Suplementos de selénio
As colheitas agrícolas dinamarquesas, geralmente, são pobres em selénio e a insuficiência de selénio é generalizada. Os estudos mostram que a dose diária recomendada na Dinamarca (55 microgramas) não é suficiente para saturar devidamente a selenoproteína P, que é usada como um marcador da concentração de selénio no organismo. Seria necessária uma dose diária de cerca de 100 microgramas de selénio. Na maior parte dos estudos de intervenção com selénio, os cientistas utilizaram 100-200 microgramas por dia. O ideal é tomar levedura de selénio com uma mistura de diversos tipos de selénio orgânico, porque é muito semelhante à variedade natural de selénio que se obtém numa alimentação equilibrada com várias fontes de selénio.
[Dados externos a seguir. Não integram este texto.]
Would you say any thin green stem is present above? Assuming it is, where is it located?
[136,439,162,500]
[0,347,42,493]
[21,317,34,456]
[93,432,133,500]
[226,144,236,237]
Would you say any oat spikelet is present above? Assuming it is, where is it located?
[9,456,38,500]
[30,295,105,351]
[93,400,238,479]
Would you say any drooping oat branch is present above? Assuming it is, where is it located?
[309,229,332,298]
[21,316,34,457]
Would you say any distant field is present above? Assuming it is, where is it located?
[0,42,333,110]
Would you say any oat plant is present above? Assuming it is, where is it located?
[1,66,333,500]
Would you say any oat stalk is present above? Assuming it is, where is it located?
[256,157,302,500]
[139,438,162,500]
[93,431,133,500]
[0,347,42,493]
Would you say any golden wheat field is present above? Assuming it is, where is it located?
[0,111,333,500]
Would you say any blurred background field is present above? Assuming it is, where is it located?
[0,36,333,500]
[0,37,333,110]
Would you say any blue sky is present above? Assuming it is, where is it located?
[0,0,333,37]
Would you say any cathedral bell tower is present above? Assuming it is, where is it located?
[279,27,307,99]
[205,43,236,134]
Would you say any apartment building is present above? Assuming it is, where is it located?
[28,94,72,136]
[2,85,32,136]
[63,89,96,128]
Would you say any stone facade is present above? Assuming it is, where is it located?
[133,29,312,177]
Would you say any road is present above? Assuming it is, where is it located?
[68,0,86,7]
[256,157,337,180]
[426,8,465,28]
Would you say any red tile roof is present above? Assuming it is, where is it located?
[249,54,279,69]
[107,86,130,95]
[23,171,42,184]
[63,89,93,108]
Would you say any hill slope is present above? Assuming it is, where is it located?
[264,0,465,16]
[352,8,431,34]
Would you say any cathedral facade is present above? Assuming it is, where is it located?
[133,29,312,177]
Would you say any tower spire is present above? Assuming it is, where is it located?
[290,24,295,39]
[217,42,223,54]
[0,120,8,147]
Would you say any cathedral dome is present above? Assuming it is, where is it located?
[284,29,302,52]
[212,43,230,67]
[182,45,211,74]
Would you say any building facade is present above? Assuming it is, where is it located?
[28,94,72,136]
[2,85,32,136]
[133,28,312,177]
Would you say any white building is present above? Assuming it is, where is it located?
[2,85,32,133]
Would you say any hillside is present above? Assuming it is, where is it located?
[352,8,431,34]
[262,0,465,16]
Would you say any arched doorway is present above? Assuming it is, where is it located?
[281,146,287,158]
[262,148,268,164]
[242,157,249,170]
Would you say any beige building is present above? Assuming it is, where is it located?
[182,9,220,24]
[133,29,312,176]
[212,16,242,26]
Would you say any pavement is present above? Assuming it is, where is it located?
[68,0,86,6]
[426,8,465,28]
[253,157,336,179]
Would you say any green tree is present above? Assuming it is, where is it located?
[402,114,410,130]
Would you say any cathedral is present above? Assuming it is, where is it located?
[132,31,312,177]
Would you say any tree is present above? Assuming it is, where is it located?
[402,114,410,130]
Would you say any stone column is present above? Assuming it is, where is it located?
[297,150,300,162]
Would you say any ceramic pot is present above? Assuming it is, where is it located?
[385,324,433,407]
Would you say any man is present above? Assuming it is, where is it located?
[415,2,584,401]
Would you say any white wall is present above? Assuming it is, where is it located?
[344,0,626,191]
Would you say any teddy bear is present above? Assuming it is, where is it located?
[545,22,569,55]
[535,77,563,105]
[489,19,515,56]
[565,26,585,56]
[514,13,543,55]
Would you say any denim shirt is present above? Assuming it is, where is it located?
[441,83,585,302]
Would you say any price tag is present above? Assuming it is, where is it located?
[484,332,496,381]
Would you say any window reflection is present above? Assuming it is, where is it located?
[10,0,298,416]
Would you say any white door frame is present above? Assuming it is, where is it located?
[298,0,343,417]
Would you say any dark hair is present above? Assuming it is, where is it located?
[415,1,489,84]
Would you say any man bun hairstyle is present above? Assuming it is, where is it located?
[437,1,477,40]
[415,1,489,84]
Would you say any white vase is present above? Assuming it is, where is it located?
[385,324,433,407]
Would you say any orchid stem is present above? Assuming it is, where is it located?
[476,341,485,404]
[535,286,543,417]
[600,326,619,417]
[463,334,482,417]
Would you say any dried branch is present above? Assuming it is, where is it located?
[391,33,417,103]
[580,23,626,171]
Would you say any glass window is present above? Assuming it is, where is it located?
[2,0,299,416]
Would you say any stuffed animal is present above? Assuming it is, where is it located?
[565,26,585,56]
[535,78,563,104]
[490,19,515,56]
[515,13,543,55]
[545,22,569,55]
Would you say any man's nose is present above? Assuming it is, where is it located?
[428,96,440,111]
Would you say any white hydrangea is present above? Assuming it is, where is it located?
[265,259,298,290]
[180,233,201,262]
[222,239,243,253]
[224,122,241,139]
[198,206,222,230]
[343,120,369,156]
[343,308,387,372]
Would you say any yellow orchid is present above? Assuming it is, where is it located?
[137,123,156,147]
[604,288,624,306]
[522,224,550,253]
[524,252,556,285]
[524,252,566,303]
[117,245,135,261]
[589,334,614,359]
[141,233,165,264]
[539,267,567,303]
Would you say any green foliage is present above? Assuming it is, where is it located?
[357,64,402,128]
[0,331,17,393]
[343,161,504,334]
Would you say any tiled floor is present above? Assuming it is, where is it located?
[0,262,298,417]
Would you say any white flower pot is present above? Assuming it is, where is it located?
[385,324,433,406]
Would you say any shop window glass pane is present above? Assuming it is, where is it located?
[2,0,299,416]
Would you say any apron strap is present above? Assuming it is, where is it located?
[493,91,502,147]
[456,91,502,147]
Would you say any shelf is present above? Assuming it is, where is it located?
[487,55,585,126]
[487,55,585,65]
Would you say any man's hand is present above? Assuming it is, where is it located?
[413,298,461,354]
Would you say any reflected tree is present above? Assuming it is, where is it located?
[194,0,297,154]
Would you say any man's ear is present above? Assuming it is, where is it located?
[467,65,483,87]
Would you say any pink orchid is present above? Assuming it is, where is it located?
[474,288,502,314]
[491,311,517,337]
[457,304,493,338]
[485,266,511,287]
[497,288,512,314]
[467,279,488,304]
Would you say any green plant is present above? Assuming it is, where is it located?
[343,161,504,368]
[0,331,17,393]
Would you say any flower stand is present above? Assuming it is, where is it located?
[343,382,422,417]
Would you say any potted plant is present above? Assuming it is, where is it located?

A EFSA (Autoridade Europeia de Segurança Alimentar) fixou a dose máxima de segurança de selénio em 300 microgramas por dia.
Referências bibliográficas:
Qiyuan Liu et al. Selenium (Se) plays a key role in the biological effects of some viruses: Implications for COVID-19. Environmental Research. 2021
Olivia M. Guillan et al. Selenium, Selenoproteins and Viral Infection. Nutrients 2019
Jones GD et al. Selenium deficiency risk predicted to increase under future climate change.
Proceedings of the National Academy of Sciences 2017
Lutz Shomburg. Dietary Selenium and Human Health. Nutrients 2017
Peter R et al. The influence of selenium on immune responses. Mol Nutr Food Res.
Arthur John R et al. Selenium in the Immune System. The Journal of Nutrition. 2003.
Beck MA, Levander OA. Host nutritional status and its effect on a viral pathogen. J Infect Dis. 2000.
Cowgill U.M. The distribution of selenium and mortality owing to acquired immune deficiency syndrome in the continental Unites States. Biol Trace Elem 1997.